Il s'engage soudain en latéral sur sa droite, dans une paroi à pic, dans laquelle il faut avancer en descendant un peu d'un petit promontoire... « Mon Dieu ! Si je déroche, bien sûr, il va assurer, mais où dois-je placer mes pieds, et comment me retenir avec les mains pour pivoter mon corps sur cet autre pan de paroi ? » Michel Gentil sent la peur, conseille, encourage. Je panique un peu, laisse une sangle derrière moi, accroche les mousquetons n'importe où et n'importe comment, croise les pieds. Lui, tire doucement sur la corde, redonne confiance : « Tu as le temps ! »... Ouf ! Mon cœur bat la chamade. On s'arrête sur un replat. Il donne de l'eau, une pomme. Discute à nouveau.
Une espérance
Tranquillement, il parle de cette voix de Dieu qu'il a entendue une fois, puis de cette dimension spirituelle qu'il a découverte. De ce Christ qui a restauré complètement son identité et façonné « une espérance aussi solide que le granit du Grand-Capucin : belle en couleur, et digne d'être vécue en toute simplicité et liberté ! »

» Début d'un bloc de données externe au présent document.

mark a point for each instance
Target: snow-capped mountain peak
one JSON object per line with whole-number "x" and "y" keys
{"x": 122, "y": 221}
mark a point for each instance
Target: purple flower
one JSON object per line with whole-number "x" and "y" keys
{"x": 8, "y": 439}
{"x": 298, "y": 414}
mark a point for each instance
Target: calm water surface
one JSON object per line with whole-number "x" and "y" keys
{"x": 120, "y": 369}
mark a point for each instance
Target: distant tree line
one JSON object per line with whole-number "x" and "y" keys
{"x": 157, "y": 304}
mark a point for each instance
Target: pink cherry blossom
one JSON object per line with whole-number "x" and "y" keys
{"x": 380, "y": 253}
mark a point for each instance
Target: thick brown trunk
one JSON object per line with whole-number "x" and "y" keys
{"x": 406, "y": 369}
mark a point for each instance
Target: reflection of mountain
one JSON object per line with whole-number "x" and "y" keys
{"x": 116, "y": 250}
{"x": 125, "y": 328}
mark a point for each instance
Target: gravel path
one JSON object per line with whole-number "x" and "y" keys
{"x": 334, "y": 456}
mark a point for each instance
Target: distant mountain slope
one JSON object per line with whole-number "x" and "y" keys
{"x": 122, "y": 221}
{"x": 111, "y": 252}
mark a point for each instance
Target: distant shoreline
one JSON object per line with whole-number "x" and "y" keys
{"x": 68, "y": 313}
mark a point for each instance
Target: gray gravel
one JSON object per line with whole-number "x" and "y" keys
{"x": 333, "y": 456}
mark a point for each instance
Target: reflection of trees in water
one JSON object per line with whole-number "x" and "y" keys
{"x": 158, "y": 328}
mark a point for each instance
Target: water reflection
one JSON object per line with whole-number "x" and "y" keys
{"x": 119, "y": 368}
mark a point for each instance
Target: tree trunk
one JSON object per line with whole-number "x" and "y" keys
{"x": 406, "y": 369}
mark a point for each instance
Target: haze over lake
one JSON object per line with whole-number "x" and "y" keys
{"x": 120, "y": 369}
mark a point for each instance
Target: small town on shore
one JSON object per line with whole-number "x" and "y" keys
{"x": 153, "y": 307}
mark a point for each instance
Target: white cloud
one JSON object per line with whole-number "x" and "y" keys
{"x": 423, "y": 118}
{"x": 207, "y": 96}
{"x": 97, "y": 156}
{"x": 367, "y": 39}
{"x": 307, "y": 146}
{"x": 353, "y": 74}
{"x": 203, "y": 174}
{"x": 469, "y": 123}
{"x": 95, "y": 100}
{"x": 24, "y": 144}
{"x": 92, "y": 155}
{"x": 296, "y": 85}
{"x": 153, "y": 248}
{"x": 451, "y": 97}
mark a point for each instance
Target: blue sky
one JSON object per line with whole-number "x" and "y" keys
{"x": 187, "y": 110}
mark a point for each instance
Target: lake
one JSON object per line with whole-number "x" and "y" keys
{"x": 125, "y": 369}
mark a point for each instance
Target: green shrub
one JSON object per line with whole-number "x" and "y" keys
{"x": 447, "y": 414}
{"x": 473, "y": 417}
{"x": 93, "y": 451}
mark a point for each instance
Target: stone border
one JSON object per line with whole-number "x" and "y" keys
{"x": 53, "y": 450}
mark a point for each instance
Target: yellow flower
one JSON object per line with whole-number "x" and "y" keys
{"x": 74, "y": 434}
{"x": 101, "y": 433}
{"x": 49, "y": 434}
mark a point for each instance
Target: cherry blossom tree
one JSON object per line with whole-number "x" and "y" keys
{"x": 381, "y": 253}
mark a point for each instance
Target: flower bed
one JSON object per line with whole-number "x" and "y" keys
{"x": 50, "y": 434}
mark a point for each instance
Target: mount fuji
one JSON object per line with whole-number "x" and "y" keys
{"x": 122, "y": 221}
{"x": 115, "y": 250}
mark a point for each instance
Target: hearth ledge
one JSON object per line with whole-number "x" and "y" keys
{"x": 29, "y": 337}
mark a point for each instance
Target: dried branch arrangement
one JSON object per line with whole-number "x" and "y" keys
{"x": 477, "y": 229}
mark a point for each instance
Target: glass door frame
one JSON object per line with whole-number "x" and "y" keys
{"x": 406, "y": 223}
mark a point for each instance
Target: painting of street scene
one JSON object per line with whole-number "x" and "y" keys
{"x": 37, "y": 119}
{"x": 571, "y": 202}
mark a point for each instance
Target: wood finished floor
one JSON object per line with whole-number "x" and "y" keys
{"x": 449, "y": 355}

La deuxième moitié du chemin s'annonce plus facile, si ce n'est cette crête à traverser, alors que le vent souffle... Au final, l'apprentie-grimpeuse reste assez ahurie d'être parvenue au but, moyennant la confiance qui s'est rapidement installée avec le guide. Elle se dit qu'en quelques heures, beaucoup d'essentiel a été partagé là, entre ciel et terre, dans une vraie liberté. Les leçons de « corde » et de « chemin à suivre », elle les garde pour elle. « Il faut écouter ce que la montagne nous renvoie », a conclu Michel Gentil. A bon entendeur !
Gabrielle Desarzens
* Ancrages métalliques enfoncés dans le rocher sur lesquels sont vissées des plaquettes.